The Atomic Landscape

5/2/2017 [author]

Lab research
Lab research

The atomic landscape may seem as remote as a moonscape. But the activity that takes place in this submicron world is anything but distant to everyday life; it is foundational to electronics. CSL's research in the 1990s included work at the atomic level.

Fountain of Youth for Chips
Researchers discovered that processing microchips with deuterium, rather than hydrogen (the standard process), significantly improved the reliability of microchip circuits. Deuterium can also extend the lifetime of chips between 10 and 50 times.

Atomic Long Jumps
CSL was the first to document that atoms can make long jumps, moving more than one atomic space at a time.

Gallium Nitride and Blue Lasers
CSL pioneered the growth of gallium nitride by molecular beam epitaxy. Using dual plasma nitrogen sources, researchers achieved a gallium nitride growth rate of over 0.5 micrometers per hour.

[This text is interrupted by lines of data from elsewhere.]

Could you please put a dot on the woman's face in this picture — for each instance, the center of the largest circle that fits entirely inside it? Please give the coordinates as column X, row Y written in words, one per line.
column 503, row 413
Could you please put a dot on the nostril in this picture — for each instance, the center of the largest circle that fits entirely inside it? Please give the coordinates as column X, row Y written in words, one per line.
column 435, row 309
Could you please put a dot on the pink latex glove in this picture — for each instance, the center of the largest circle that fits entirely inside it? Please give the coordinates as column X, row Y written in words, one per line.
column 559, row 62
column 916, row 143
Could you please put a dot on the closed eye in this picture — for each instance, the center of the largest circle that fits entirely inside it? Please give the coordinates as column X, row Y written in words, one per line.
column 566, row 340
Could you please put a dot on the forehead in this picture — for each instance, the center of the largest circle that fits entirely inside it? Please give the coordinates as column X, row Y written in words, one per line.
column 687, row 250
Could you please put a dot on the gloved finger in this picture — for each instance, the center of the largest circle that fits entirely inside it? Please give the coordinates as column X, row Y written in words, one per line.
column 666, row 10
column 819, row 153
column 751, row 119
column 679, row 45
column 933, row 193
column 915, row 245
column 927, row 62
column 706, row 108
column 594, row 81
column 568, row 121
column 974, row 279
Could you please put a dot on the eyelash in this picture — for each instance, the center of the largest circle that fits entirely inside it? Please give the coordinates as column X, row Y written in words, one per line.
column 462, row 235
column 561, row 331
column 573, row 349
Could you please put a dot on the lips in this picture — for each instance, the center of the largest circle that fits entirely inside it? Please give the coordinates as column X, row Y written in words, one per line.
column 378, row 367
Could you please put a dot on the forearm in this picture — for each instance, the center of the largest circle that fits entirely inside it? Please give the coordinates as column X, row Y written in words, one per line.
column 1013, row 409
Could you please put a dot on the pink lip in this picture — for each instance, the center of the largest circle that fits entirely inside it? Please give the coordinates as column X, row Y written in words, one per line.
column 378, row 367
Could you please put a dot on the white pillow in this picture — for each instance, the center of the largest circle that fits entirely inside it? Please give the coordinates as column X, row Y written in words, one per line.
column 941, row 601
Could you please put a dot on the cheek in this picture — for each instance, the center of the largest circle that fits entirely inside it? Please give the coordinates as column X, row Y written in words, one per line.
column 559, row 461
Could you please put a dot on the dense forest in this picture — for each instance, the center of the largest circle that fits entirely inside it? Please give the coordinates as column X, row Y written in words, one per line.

Gallium nitride is an essential semiconductor material for the fabrication of blue lasers. Blue lasers are used to increase the density of storage on DVDs and CD-ROMS, as well as for energy-efficient lighting.

Quantum Wire Lasers
Researchers developed the first self-assembled quantum wire laser that emits in the visible spectrum range. Quantum wire lasers have important applications in fiber communication.

Quantum Dots
Researchers developed techniques to fabricate and simulate quantum dots for single-electron charging and spin-control effects.

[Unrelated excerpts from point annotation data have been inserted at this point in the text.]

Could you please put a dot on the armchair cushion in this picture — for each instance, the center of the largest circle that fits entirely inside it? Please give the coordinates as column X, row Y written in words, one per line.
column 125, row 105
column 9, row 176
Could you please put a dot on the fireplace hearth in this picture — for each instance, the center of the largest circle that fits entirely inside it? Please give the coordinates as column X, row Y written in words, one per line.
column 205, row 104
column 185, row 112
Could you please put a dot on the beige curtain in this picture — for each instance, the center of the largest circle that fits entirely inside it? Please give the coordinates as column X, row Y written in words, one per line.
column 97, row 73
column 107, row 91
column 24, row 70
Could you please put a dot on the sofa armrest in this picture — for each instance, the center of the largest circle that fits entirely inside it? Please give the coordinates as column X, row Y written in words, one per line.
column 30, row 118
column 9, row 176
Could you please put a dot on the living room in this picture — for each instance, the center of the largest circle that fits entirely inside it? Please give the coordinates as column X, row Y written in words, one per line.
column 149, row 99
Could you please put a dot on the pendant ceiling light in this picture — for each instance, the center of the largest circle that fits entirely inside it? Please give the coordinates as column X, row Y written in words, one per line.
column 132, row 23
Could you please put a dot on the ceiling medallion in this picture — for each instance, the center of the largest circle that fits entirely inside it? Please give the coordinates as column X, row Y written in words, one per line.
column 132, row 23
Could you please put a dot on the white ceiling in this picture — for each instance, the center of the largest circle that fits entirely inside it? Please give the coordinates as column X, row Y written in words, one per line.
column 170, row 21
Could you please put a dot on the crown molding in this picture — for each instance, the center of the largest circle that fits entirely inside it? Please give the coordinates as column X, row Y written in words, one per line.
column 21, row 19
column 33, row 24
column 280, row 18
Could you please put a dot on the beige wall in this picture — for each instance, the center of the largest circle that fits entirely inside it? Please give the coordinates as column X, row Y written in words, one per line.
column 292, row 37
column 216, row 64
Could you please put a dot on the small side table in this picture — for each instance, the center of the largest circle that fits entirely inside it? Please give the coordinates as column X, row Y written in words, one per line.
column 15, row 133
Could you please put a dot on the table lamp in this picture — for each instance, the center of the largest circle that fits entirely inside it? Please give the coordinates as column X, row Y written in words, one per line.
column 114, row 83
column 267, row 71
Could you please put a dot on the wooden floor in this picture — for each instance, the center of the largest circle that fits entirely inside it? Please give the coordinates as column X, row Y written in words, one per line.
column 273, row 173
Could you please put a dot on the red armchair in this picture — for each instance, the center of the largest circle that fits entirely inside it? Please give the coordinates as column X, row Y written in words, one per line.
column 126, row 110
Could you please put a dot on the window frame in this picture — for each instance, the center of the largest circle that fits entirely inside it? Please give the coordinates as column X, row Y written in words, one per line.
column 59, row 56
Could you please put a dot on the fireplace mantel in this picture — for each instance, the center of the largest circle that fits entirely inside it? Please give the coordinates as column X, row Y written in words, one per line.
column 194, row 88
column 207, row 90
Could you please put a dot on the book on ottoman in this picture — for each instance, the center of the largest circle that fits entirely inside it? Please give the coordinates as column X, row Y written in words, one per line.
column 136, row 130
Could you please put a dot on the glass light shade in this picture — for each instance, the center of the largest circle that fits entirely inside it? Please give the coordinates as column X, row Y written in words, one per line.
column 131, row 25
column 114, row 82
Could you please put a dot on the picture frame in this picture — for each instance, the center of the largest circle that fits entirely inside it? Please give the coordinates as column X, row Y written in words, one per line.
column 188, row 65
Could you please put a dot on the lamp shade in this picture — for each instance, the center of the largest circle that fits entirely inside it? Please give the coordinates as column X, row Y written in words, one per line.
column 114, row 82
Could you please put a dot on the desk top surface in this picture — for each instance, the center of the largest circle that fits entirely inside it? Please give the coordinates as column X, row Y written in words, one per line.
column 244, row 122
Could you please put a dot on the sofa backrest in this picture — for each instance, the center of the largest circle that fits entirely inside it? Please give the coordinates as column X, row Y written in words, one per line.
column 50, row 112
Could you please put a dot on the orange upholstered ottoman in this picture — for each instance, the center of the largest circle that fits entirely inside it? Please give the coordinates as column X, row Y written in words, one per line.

A quantum dot is the ultimate in nanoscale devices - a single electron confined in a zero-dimensional box. Researchers hope that by manipulating the spin of single electrons, these electrons can be used to encode and store information - an ultra-small transistor, so to speak. A quantum dot would make the transistors of the 90s seem as large and bulky as the vacuum tubes of the 50s.